Publishers — and journalists — aren’t ready for this kind of responsibility.
Journalism is a funny thing. It’s pretty much always had to function inside capitalism, but for large periods of time, economic conditions insulated it from how capitalism actually works. For a long time, newspapers had geographic near-monopolies, and safe, reliable revenue streams from things like classified ads. Even print magazines had protection from competition due to the simple fact that making a magazine was inherently expensive.

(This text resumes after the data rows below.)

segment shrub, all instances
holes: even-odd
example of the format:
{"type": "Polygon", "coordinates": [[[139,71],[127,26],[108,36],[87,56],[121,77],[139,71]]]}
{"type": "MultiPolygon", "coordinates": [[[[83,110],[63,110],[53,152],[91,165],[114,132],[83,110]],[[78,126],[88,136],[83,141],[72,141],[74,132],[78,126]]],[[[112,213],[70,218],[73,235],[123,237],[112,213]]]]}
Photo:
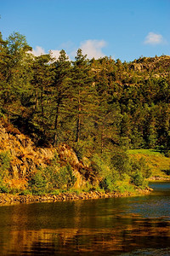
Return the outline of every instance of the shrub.
{"type": "Polygon", "coordinates": [[[41,195],[46,192],[47,180],[41,171],[37,171],[29,182],[31,191],[35,195],[41,195]]]}
{"type": "Polygon", "coordinates": [[[112,167],[117,170],[121,175],[131,172],[130,158],[125,151],[113,152],[110,160],[112,167]]]}
{"type": "Polygon", "coordinates": [[[4,177],[8,175],[8,169],[10,168],[10,157],[8,152],[0,153],[0,177],[4,177]]]}
{"type": "Polygon", "coordinates": [[[144,184],[144,176],[142,173],[139,171],[137,171],[133,176],[132,176],[132,183],[137,186],[137,187],[141,187],[144,184]]]}

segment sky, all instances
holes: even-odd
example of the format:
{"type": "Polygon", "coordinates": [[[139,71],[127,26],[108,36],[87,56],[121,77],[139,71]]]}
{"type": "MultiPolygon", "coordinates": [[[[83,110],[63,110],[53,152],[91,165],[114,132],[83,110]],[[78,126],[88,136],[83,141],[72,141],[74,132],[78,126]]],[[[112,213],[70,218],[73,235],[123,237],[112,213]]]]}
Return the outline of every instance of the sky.
{"type": "Polygon", "coordinates": [[[0,0],[0,15],[3,38],[25,35],[35,55],[170,55],[170,0],[0,0]]]}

All of that has been blown up, and while journalists and pundits have practically reveled in analyzing the disruption of music, television, and other forms of mass media, the idea of it happening to them seems to simply be too much to process. To me, Patel’s knee-jerk “this is an attempt to kill the open web!” response reflects a general uncomfortableness with thinking about revenue at all; that it’s inherently the responsibility of someone else. That’s what we’re talking about here — the complete outsourcing of advertising (and whatever that entails) to a third party. The Verge brings eyeballs, someone else does whatever they want to make money off those eyeballs, and gives some of that money to the people who write on The Verge. If you have a problem with that, you apparently have a problem with the open web.

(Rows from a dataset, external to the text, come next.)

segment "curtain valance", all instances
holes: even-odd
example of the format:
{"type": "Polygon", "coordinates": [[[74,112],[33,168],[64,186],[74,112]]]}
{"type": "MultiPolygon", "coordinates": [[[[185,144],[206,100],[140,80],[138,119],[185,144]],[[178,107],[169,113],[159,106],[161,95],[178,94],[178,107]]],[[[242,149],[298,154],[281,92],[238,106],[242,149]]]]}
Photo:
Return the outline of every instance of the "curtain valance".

Bullshit. I have a problem with publishers refusing to take any responsibility for how they make money in the name of editorial independance. It’s a false dichotomy, just like it’s a false dichotomy for the engineers at my companies to have to choose between working in development, or weighing in on who we sell to and how we do it. They do both, leaning on the business team to make front-line decisions, but demanding transparency and visibility into what we do and pushing back when they think something doesn’t align with their values. It’s their company too, and they deserve to know (a) how we can afford to pay them, and (b) whatever moral quandaries arise from doing it. Those conversations are often fascinating, as idealistic bubbles run into business realities, and messy, but morally acceptable resolutions are hammered out.
But in Patel’s view, there’s no solution here to determined, other than that mobile browsers should take on the responsibility of more seamlessly handling the megabytes of trash publishers inject into pages. The market value of The Verge isn’t to be determined by the people who might want to read it; people who stumble onto the site are expected to allow themselves to be monetized in whatever manner The Verge finds most optimal, or else they’ve committed a moral violation. That lets writers and pundits to simply shrug away the reading experience (“not my job!”), or better yet, to complain about it without taking any responsibility.
I’ve always considered the possibility of getting into digital media — I even applied at Vox a few years ago (The Verge’s publisher), as they’re in DC and seem like an interesting company. But I’ve never been interested in creating content for money in an protective cocoon that insulates me from where that money comes from. That’s what this site is for.